Ia mengambil ponselnya yang penuh dengan notifikasi dari instagram. Ini pasti karena kunjungannya ke Universitas Garuda yang menjadi trending topik penggemarnya.

Saat sedang asik bermain sosial media, Riddan tiba-tiba menelponnya. Jea langsung menjawab telepon dari Riddan. "Halo, Dan. Kenapa?"

"Je, lo dimana?"

"Gak tahu. Gue gak tahu ini di mana. Koridor pokoknya."

"Yang bener lo? Lo nyasar?"

"Ya enggak nyasar juga. Gue gak tahu nama tempatnya, tapi gue inget jalan keluar kok."

"Seriusan gak nyasar, 'kan? Lo kasih tahu ada apa di sekeliling lo. Biar gue cari lo."

"Ada kursi. Di sini sepi, gak ada siapa-siapa."

"Bentar. Gue cari lo. Jangan ke mana-mana."

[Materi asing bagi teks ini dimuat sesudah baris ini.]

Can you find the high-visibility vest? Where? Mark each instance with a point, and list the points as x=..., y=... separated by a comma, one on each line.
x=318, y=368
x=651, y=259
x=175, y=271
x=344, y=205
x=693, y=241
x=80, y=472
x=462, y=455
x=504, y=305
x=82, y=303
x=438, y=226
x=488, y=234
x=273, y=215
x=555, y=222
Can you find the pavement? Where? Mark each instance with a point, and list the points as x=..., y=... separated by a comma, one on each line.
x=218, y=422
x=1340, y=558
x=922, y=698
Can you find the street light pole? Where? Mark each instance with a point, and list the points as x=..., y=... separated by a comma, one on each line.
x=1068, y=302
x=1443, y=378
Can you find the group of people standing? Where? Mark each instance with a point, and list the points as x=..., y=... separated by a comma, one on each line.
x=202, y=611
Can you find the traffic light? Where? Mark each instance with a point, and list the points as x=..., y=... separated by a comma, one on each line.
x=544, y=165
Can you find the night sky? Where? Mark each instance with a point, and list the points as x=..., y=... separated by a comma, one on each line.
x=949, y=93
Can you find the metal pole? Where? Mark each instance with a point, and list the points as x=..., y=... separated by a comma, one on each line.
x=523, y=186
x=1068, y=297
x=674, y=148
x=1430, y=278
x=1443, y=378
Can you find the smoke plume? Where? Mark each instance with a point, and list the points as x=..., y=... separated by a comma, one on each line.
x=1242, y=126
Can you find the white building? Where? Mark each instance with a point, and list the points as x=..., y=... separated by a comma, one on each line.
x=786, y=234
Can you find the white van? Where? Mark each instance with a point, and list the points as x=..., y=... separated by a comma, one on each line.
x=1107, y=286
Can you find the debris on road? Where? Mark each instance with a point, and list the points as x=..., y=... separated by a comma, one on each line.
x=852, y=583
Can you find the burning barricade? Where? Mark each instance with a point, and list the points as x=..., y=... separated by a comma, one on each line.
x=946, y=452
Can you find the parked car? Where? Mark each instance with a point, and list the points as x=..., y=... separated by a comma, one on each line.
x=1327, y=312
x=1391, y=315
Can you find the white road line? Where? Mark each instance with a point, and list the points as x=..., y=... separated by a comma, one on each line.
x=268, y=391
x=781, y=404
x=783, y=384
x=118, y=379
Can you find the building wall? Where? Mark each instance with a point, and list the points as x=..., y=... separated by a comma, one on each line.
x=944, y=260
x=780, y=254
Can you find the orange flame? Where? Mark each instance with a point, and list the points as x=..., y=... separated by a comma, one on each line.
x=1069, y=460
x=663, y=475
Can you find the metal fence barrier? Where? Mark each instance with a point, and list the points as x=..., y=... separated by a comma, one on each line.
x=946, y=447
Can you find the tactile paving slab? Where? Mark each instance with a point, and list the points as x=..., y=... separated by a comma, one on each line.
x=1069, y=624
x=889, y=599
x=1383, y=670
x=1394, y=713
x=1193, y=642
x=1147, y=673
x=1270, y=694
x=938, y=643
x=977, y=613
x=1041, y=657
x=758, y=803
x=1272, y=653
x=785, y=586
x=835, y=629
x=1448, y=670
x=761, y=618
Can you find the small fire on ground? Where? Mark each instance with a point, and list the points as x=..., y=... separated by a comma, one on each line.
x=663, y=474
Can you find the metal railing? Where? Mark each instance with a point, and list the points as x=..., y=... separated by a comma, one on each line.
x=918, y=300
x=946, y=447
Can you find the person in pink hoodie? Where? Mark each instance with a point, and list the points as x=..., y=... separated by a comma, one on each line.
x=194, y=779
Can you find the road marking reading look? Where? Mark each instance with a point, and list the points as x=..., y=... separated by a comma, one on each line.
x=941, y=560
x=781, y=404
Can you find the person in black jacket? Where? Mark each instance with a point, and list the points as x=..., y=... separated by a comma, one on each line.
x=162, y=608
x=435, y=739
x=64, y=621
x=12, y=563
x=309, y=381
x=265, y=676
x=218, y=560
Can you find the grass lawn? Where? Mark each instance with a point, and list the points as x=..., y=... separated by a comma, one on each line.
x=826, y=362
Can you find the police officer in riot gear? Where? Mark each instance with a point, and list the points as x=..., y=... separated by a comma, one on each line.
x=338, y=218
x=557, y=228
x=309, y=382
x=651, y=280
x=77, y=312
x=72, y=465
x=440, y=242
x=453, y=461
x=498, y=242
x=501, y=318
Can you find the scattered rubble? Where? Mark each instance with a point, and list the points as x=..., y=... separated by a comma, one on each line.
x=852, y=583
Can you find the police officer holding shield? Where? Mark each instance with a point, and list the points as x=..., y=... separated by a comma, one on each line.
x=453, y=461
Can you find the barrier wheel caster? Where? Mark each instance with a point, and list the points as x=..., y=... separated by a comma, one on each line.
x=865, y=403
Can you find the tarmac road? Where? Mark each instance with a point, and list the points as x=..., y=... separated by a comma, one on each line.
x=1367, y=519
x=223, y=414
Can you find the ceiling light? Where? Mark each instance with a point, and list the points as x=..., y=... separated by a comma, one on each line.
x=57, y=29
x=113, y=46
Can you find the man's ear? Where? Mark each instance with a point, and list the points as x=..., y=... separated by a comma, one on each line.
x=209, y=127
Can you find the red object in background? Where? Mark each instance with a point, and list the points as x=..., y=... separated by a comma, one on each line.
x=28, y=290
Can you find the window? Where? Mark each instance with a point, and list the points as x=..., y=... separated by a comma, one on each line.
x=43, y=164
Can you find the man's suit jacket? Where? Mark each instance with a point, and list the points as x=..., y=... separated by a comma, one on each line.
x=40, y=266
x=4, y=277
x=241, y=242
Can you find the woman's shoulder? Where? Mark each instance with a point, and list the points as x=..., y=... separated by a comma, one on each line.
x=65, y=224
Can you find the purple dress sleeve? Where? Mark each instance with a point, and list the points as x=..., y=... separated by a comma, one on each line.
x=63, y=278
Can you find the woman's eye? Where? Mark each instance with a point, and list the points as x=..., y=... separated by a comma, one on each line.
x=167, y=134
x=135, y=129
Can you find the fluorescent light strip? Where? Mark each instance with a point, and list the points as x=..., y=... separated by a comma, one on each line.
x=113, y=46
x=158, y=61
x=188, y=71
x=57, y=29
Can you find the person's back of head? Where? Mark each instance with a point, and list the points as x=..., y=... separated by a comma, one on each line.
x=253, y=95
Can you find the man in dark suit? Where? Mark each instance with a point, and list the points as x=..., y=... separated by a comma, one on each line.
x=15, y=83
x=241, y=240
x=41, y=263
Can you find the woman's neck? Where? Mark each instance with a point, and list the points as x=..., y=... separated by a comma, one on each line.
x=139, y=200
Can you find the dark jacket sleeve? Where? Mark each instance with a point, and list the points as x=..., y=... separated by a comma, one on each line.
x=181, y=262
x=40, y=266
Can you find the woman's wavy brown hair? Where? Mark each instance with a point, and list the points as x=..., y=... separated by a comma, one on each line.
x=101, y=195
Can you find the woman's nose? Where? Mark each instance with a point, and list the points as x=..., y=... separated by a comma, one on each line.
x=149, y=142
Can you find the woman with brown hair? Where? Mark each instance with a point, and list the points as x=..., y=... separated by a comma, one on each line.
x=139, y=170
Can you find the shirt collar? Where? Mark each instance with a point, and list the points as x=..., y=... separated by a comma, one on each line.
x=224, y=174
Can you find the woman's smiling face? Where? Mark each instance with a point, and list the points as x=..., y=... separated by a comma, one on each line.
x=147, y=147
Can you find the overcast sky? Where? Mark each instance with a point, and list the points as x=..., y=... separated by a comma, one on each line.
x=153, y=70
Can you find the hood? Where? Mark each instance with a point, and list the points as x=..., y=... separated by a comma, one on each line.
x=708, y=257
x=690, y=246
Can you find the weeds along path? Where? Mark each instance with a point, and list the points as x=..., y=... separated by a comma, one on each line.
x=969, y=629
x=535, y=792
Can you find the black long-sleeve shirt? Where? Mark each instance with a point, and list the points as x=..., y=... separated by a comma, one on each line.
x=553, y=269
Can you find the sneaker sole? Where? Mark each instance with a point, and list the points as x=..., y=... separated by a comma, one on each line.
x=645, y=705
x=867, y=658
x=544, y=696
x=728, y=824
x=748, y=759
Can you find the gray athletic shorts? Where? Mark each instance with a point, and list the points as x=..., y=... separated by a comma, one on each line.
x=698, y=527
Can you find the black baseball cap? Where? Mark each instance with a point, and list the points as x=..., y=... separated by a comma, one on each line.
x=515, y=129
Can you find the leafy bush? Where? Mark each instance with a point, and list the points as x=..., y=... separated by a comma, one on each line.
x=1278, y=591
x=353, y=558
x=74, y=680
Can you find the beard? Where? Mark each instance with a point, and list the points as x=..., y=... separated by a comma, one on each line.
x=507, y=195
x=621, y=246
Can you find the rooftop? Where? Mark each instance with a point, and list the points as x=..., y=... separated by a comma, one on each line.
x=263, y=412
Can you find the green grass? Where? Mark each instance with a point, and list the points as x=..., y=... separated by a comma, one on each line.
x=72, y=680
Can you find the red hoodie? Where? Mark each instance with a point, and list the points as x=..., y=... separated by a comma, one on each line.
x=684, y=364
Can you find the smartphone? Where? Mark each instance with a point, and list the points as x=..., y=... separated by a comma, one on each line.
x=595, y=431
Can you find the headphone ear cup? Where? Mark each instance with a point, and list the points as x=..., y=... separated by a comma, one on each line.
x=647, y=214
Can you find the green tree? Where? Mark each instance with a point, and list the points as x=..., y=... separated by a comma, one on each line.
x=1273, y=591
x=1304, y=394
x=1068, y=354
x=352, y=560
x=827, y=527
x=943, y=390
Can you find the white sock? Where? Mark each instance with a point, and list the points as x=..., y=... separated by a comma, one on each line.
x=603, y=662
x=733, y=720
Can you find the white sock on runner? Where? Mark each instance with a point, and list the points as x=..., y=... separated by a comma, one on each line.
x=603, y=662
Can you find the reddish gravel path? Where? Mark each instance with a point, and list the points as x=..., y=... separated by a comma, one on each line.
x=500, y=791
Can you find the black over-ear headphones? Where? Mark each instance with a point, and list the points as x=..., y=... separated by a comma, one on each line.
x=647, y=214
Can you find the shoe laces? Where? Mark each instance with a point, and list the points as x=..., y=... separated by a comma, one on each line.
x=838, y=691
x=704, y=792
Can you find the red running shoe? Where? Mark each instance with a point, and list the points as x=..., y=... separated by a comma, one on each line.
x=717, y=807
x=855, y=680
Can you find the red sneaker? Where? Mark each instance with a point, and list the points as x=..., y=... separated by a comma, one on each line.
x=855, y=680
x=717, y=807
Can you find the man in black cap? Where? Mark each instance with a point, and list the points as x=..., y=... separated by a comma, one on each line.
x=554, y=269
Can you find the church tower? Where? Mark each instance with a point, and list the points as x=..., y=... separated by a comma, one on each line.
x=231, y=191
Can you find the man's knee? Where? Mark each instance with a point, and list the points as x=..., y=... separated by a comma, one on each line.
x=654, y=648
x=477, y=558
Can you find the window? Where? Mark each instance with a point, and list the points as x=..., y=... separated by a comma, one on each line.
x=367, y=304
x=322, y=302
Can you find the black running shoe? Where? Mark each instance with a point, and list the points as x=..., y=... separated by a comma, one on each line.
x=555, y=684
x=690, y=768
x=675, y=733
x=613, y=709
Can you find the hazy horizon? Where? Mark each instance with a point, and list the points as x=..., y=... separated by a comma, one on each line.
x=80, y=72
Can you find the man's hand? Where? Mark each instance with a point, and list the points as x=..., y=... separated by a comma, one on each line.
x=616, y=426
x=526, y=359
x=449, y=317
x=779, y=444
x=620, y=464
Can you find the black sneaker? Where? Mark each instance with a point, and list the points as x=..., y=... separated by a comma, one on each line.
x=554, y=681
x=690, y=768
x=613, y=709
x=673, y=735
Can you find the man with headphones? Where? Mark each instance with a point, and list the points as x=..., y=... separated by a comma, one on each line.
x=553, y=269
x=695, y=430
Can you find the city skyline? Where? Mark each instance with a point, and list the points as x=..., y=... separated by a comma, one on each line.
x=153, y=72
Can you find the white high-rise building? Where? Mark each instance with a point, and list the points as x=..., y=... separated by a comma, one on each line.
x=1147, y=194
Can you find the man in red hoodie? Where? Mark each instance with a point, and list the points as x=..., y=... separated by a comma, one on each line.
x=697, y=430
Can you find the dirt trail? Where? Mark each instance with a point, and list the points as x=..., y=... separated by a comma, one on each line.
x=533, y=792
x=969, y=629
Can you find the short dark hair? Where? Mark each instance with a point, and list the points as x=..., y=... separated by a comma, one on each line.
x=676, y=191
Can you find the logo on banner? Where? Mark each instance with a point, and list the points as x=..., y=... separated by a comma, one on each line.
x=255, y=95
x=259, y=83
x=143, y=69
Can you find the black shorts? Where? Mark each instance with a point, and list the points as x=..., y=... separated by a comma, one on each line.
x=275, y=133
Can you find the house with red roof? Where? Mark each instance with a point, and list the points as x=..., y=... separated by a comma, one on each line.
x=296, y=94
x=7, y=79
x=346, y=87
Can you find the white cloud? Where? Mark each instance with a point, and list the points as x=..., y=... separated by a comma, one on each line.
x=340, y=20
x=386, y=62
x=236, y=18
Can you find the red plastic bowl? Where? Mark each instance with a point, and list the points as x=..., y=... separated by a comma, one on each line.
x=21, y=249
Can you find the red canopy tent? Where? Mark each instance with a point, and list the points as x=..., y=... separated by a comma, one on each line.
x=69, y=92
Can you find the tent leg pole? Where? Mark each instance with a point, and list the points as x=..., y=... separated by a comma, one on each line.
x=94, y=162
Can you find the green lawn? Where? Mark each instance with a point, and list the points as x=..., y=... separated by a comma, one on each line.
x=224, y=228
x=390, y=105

"Emang lo tahu gue di mana?"

"Enggak."

"Duh, gak usah ke sini. Biar gue yang cari lo."

"Diem. Gue cari lo. Jangan dimatiin teleponnya."

"Iya." Jea celingak-celinguk mencari Riddan. Siapa tahu Riddan lewat. "Lo di mana?"

"Bentar. Gue udah lihat lo. Gue di belakang."

Jea pun memutar badannya dan melihat Riddan sedang berjalan menuju ke arahnya. Jea pun melambaikan tangannya sambil tersenyum. Kemudian, ia mematikan sambungan teleponnya.

"Jauh banget jalan-jalannya," kata Riddan sambil memasukkan ponselnya ke dalam tas.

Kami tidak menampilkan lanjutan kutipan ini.